Retenu au centre de rétention administrative (CRA) de Vincennes, Mamadou Diarra a été expulsé vers Bamako, mardi 14 décembre. Ce jour-là, Fadila, une assistance sociale bénévole du Secours catholique de Fontenay-sous-Bois qui ne souhaite pas que son nom de famille soit publié, devait lui rendre visite au CRA.
« Quand je suis allée le voir [la fois précédente], il y avait sept policiers autour de nous donc on ne pouvait pas discuter. Mamadou était dans un coin de la pièce, on s’est parlé à travers la vitre mais on ne s’entendait pas très bien. C’est vraiment le mode carcéral là-bas. J’avais ramené du dentifrice et du produit pour la douche mais on m’a tout pris au motif que c’était opaque et qu’on ne voyait pas ce qu’il y avait dedans », se souvient-elle.
Malgré sa détention, Mamadou « était très positif », affirme la bénévole. « Il était très heureux qu’on soit au courant [de ce qu’il lui arrivait]. Il n’arrêtait pas de penser à ses enfants et sa femme. »
« Normalement, on n’expulse pas les parents d’enfants nés en France »
Pour le Secours catholique, comme pour la municipalité de Fontenay-sous-Bois et le collectif Fontenay pour la diversité, la nouvelle de son expulsion a été un choc. « Normalement, ils n’expulsent pas des parents d’enfants nés en France, ou bien il faut que ce soit des gens qui sont allés en prison ou des choses comme ça.
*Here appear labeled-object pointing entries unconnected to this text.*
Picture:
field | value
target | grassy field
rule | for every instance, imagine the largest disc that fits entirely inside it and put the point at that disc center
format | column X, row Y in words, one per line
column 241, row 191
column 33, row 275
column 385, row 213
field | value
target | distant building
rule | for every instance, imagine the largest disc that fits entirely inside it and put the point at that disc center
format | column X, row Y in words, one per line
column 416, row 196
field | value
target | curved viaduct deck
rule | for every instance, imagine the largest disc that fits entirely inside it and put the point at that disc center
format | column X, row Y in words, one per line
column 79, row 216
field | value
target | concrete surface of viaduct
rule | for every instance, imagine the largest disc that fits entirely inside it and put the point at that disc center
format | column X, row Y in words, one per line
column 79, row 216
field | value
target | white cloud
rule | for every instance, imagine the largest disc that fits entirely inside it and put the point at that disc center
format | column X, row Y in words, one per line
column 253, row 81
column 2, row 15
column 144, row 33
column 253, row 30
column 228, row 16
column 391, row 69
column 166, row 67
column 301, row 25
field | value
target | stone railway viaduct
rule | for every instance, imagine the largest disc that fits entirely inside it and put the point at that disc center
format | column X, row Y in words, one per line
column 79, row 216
Ce n’est pas du tout le cas de M. Diarra », souligne Sylviane Gauthier.
La conseillère municipale est d’autant plus surprise qu’une large mobilisation s’est mise en place pour soutenir Mamadou Diarra après son arrestation. « La pétition qui a été lancée n’a pas pu échapper [à la préfecture]. Il y a eu plus de 8500 signatures. Le maire Jean-Philippe Gautrais (PCF) a écrit au préfet de police de Paris, Didier Lallement le 1er décembre, le député du Val-de-Marne Guillaume Gouffier (LREM) a, lui, écrit au ministre de l’intérieur », énumère-t-elle. Le 7 décembre, la sénatrice Laurence Cohen (PCF) a, elle aussi, demandé la remise en liberté de Mamadou Diarra au préfet de Paris dans une lettre.
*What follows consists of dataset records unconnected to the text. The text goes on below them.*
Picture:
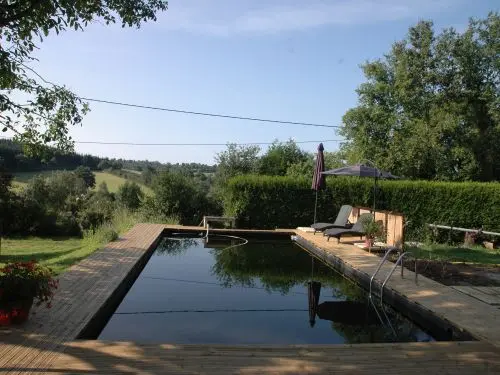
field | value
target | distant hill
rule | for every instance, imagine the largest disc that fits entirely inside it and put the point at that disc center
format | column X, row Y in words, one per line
column 13, row 158
column 112, row 181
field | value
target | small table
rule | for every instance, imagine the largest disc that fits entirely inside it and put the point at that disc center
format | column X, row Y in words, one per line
column 220, row 219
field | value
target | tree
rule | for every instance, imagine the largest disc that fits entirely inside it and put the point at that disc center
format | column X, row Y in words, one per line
column 279, row 157
column 130, row 195
column 178, row 196
column 51, row 108
column 86, row 175
column 236, row 160
column 306, row 168
column 5, row 195
column 431, row 107
column 104, row 164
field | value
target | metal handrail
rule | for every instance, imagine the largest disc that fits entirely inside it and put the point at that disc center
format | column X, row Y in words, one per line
column 436, row 226
column 400, row 260
column 390, row 250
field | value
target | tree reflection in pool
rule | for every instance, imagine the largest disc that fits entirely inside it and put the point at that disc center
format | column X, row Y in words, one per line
column 198, row 291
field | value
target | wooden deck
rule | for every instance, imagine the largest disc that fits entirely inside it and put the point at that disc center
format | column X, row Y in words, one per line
column 91, row 357
column 48, row 342
column 478, row 318
column 83, row 290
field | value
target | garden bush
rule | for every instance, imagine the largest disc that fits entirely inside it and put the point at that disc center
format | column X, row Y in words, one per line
column 288, row 202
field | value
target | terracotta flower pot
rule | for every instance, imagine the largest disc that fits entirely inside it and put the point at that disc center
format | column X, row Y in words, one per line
column 15, row 312
column 4, row 317
column 369, row 242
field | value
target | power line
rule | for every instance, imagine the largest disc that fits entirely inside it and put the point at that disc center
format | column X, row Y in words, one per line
column 207, row 311
column 197, row 144
column 192, row 144
column 209, row 114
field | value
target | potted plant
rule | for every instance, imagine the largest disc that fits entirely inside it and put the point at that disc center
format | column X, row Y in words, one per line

« Pendant deux ans, il a travaillé »
Tous dans leur courrier ont souligné l’intégration du père de famille et sa volonté de déposer une demande de régularisation après plus de cinq ans passés sur le territoire et l’exercice de plusieurs emplois. « Pendant deux ans, il a travaillé dans une entreprise de nettoyage qui a fermé à cause du Covid-19 », précise Fadila.
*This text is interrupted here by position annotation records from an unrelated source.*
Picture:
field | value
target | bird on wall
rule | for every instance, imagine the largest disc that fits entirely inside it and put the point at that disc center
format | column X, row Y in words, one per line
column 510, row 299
Malgré l’expulsion, les soutiens de Mamadou Diarra n’envisagent pas de baisser les bras. « La pétition est toujours ouverte. On encourage aussi les gens à envoyer des lettres à Emmanuel Macron et à Mme Macron pour dire qu’on est choqués. On prépare de notre côté un courrier associatif. On pense aussi saisir le défenseur des droits de l’enfant sur le fait qu’un père et une mère doivent rester au plus près de leurs enfants », détaille Fabien Caze, secrétaire du collectif Fontenay pour la diversité, interrogé par InfoMigrants.
Fadila, elle, a déjà écrit à Emmanuel Macron quelques jours après l’expulsion de Mamadou Diarra. En attendant des nouvelles du dossier, l’assistante sociale bénévole se concentre sur le reste de la famille qu’elle essaie de faire revenir à Fontenay-sous-Bois. « J’essaye de travailler avec le 115 de façon à ce qu’on permette à sa femme de revenir. Il y a une classe pour son fils aîné et le plus petit pourrait aller à la halte-garderie, comme ça, elle pourrait reprendre les cours d’alphabétisation ».